## Imports 

In [1]:
import pandas as pd
import tensorflow as tf
import pickle
from nltk.tokenize import word_tokenize
from nltk.stem import WordNetLemmatizer
import re
import nltk

## NLTK imports

In [2]:
nltk.download('punkt')
nltk.download('wordnet')
nltk.download('omw-1.4')

lemmatizer = WordNetLemmatizer()

[nltk_data] Downloading package punkt to
[nltk_data]     C:\Users\pipki\AppData\Roaming\nltk_data...
[nltk_data]   Package punkt is already up-to-date!
[nltk_data] Downloading package wordnet to
[nltk_data]     C:\Users\pipki\AppData\Roaming\nltk_data...
[nltk_data]   Package wordnet is already up-to-date!
[nltk_data] Downloading package omw-1.4 to
[nltk_data]     C:\Users\pipki\AppData\Roaming\nltk_data...
[nltk_data]   Package omw-1.4 is already up-to-date!


## load in the model + vectorizer 

In [3]:
model = tf.keras.models.load_model("../models/grocery_classifier_model.keras")

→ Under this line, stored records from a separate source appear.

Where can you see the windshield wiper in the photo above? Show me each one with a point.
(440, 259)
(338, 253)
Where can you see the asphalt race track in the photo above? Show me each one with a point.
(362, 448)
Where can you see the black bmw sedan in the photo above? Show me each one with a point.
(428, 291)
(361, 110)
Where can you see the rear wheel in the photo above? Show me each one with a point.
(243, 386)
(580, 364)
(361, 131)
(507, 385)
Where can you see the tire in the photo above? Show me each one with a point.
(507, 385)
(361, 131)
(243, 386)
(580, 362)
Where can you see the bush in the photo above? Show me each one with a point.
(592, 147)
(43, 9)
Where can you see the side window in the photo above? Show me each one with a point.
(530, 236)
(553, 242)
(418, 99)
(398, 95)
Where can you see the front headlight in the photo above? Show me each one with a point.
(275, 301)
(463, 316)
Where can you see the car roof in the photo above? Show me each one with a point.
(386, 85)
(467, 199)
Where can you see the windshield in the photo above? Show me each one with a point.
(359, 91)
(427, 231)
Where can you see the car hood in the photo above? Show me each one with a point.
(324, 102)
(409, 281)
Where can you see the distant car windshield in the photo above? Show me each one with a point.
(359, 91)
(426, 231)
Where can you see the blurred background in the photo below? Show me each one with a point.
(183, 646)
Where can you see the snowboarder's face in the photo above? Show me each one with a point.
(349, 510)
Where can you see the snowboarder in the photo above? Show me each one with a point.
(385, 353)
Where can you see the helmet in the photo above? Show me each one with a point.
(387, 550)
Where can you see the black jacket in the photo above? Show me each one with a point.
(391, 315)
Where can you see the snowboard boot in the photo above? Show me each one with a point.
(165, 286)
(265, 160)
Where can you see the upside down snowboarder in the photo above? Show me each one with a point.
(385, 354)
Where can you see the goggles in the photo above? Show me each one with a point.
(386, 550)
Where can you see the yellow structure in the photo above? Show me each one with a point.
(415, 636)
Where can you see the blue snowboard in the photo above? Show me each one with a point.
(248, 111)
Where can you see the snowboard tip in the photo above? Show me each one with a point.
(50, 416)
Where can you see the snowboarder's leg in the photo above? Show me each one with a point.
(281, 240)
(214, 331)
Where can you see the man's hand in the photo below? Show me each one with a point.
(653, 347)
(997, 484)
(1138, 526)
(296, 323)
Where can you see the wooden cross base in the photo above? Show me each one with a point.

with open("../models/vectorizer.pkl", "rb") as f:
    vectorizer = pickle.load(f)

  saveable.load_own_variables(weights_store.get(inner_path))


## load the catagory mapping 

In [4]:
df = pd.read_csv("../data/processed/groceries_processed.csv")
categories = df[['category', 'category_id']].drop_duplicates().sort_values('category_id')
id_to_category = dict(zip(categories['category_id'], categories['category']))

## defining the preprocessing model

In [5]:
def clean_item(text):
    text = str(text).lower()
    text = re.sub(r"[^a-z\s]", "", text)
    tokens = word_tokenize(text)
    tokens = [lemmatizer.lemmatize(token) for token in tokens]
    return " ".join(tokens)

## Prediction funct

In [6]:
def predict_category(item_name):
    item_clean = clean_item(item_name)
    X_vec = vectorizer.transform([item_clean]).toarray()
    pred_prob = model.predict(X_vec)
    pred_class = pred_prob.argmax(axis=1)[0]
    category_name = id_to_category[pred_class]
    return category_name

## Example user uses it... try it for yourself! 

In [None]:
while True:
    user_input = input("Enter a grocery item (or 'exit' to quit): ")
    if user_input.lower() == 'exit':
        break
    category = predict_category(user_input)
    print(f"Predicted category: {category}")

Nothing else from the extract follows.